NamedEntityExtractionTrainingConfig

Training config for the NAMED_ENTITY_EXTRACTION problem type

KEY TYPE Description
SAVE_PREDICTED_PDF bool Whether to save predicted PDF documents
MINIMUM_BOUNDING_BOX_OVERLAP_RATIO float Tokens are considered to belong to annotation if the user bounding box is provided and ratio of (token_bounding_box ∩ annotation_bounding_box) / token_bounding_area is greater than the provided value.
LLM_FOR_NER NERForLLM LLM to use for NER from among available LLM
DOCUMENT_FORMAT NLPDocumentFormat Format of the input documents.
ENHANCED_OCR bool Enhanced text extraction from predicted digital documents
ADDITIONAL_EXTRACTION_INSTRUCTIONS str Additional instructions to guide the LLM in extracting the entities. Only used with LLM algorithms.

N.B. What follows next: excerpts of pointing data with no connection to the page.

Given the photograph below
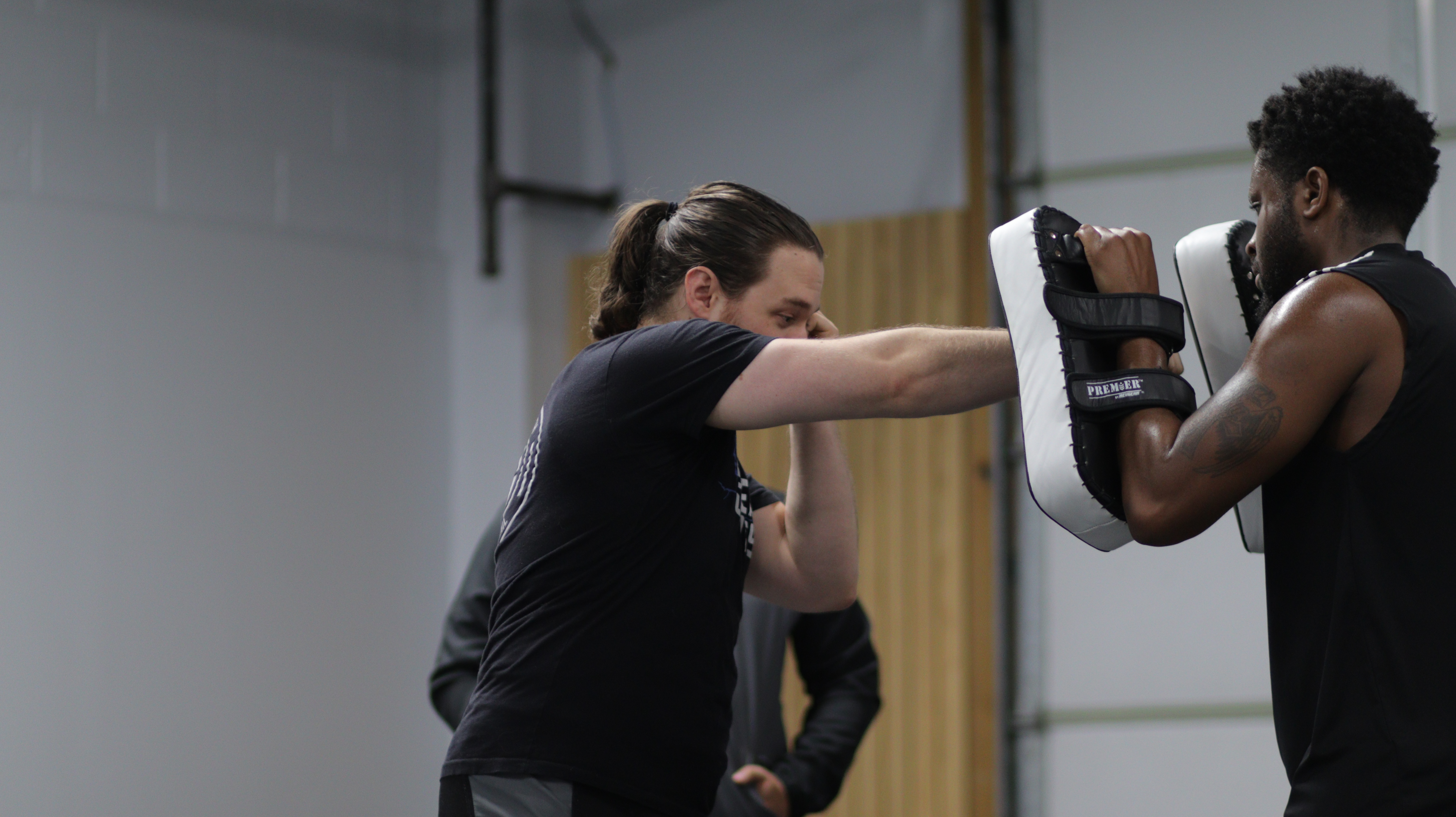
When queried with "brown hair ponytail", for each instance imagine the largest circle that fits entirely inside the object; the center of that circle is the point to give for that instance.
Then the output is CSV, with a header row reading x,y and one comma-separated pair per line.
x,y
727,228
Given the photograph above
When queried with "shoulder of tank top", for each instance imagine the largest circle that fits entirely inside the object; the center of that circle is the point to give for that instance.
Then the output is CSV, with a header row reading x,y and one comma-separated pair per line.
x,y
1337,267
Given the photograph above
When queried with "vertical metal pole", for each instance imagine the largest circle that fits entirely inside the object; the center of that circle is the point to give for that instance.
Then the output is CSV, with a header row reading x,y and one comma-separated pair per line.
x,y
1004,119
490,172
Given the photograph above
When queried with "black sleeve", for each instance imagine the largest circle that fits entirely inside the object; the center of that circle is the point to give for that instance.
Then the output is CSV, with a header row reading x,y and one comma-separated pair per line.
x,y
670,378
842,675
761,497
464,641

ACTIVE_LABELS_COLUMN str Entities that have been marked in a particular text
TEST_ROW_INDICATOR str Column indicating which rows to use for training (TRAIN) and testing (TEST).
TEST_SPLIT int Percent of dataset to use for test data. We support using a range between 5 ( i.e. 5% ) to 20 ( i.e. 20% ) of your dataset.